Ms Hawke's paper "Ask for my ideas first": Experiences of antenatal care and shared decision-making for women with high body mass index, found that transparency regarding the rationale for recommendations from clinical staff is required, and further work must be done to address the influence and impact of weight stigma on the care of women with high body mass index.
According to the recently published Australia's mothers and babies report, 50 per cent of mothers are above the healthy weight range. Women with high body mass index (BMI) (>30kg/m2) make up approximately one quarter of birthing women.
"It's about involving the woman in her care, and that is something that women really want. They don't appreciate when clinicians make decisions without involving them, which sounds like something that we should all know, but actually in the history of medicine and the care that we've provided in hospitals, it is a new concept."
When interviewing the women, Ms Hawke found three main themes arise; trust in the system, who takes the lead and defying disease.

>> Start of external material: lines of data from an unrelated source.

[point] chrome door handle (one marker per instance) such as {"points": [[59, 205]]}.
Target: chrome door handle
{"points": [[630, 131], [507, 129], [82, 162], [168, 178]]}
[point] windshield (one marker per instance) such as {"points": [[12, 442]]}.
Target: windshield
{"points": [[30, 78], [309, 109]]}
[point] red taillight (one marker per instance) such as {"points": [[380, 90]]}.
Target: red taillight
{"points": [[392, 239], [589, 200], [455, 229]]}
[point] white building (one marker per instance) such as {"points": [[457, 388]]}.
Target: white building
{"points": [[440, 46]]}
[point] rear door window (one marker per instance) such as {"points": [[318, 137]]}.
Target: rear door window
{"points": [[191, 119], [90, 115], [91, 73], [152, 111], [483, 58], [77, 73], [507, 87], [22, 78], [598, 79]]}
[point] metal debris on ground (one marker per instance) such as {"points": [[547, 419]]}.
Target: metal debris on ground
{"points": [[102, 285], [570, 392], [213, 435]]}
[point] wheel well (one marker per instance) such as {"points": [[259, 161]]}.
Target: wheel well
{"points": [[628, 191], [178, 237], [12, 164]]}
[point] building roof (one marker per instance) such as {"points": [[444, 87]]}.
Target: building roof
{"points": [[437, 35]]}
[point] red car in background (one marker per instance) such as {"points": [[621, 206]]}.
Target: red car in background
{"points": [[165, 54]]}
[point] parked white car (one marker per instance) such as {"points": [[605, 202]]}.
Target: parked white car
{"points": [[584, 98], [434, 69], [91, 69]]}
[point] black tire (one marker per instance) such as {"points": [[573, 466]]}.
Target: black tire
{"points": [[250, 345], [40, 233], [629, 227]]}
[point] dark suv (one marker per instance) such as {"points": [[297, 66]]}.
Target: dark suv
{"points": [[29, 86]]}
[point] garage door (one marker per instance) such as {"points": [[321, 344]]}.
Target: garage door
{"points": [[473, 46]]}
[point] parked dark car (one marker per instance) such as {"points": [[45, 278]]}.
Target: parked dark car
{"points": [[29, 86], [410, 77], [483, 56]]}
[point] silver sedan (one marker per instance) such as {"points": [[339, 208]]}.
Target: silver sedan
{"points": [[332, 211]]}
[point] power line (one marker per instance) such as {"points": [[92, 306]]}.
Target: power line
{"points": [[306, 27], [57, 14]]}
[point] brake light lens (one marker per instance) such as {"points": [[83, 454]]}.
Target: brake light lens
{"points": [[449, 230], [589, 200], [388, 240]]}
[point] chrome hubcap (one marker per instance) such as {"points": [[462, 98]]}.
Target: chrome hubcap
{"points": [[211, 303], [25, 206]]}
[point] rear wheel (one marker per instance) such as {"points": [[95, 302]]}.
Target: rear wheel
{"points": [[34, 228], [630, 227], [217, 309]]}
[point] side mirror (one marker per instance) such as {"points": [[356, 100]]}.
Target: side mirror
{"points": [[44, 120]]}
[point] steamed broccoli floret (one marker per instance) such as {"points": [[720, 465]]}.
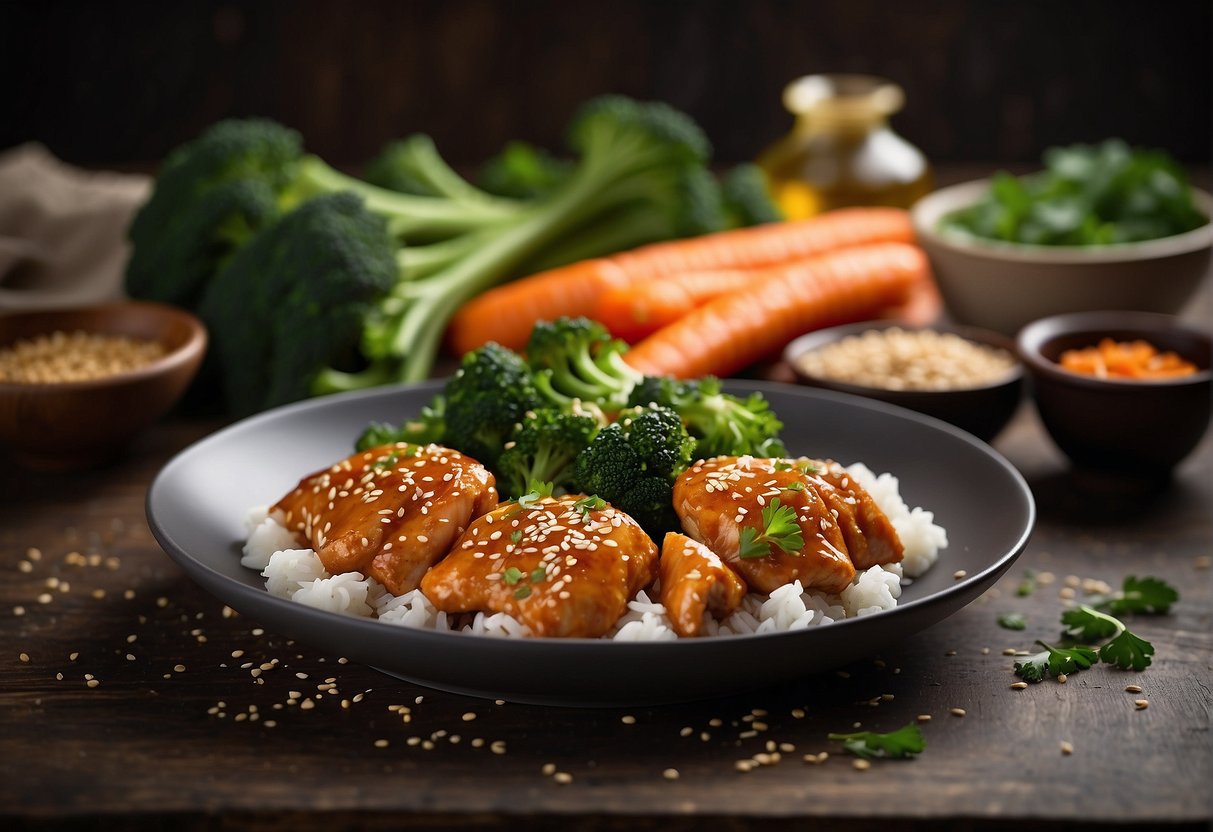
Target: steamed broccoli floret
{"points": [[747, 198], [576, 359], [722, 425], [490, 393], [542, 448], [523, 170], [430, 427], [632, 465], [294, 300]]}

"I talked to women about their experience of decision making, how they found the experience being in a larger body and anything that they wanted to share about the communication that they had with the clinician.

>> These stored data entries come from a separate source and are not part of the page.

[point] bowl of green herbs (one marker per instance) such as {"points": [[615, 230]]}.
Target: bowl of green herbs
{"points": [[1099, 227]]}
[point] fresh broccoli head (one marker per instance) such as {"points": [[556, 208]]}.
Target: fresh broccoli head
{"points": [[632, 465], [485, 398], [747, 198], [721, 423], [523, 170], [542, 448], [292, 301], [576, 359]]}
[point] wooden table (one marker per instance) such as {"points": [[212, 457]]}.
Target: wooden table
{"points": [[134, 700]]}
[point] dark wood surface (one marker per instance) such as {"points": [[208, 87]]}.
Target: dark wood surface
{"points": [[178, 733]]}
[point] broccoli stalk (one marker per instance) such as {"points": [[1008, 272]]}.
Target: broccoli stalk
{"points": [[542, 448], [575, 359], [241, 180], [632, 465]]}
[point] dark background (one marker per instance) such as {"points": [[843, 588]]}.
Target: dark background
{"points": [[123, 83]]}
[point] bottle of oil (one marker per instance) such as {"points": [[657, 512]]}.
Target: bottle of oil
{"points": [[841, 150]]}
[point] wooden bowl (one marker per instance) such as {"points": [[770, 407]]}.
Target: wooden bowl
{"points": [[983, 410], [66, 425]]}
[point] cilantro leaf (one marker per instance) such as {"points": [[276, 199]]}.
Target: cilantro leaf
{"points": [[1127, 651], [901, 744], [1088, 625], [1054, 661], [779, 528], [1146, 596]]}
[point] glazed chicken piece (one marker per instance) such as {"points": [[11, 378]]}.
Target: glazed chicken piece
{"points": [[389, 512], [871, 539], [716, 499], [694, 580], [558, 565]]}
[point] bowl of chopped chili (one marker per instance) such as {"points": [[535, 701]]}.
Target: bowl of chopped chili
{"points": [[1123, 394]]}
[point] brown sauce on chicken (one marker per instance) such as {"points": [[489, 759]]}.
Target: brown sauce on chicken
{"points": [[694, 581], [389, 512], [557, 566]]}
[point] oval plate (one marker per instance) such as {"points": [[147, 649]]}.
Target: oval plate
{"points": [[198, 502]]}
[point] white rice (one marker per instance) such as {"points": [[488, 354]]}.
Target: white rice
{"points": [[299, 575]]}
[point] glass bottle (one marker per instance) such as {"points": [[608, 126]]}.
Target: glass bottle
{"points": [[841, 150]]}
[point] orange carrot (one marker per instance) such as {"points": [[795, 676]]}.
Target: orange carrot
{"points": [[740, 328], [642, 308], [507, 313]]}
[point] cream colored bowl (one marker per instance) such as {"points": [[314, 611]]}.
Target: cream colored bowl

"The women were very gracious about the care that they received but when they recounted their experience, it didn't sound like they had much of a role in decision-making. The women felt grateful for the limited role that they did have, which was surprising but there should be more expected of us as clinicians. There should be more expected of health services to provide that personalised care."
Another factor that arose was how intersectionality affects shared decision-making.
"Initially, when I envisaged the study, I was thinking of clinical decision-making as a level playing field. But like all aspects of health, it's not. Some people are coming into these conversations at a much greater disadvantage."
"There are layered experiences that come from social determinants of health, women from lower socioeconomic backgrounds, or women who are culturally diverse may find shared decision-making more challenging for a multitude of reasons, not just related to their weight
Ms Hawke has already made strides in providing specialised care for pregnant women with a high BMI, establishing and now leading the Pregnancy Elevated BMI Antenatal Risk reduction and Lifestyle (PEARL) antenatal clinic.
The PEARL clinic is a unique service providing midwifery and medical continuity of care, prioritising shared decision-making for women in larger bodies.
"This was an amazing opportunity for me, establishing and now leading this clinic as the PEARL midwife. We've had such excellent feedback from the women involved and we're always looking at ways to improve the service we provide."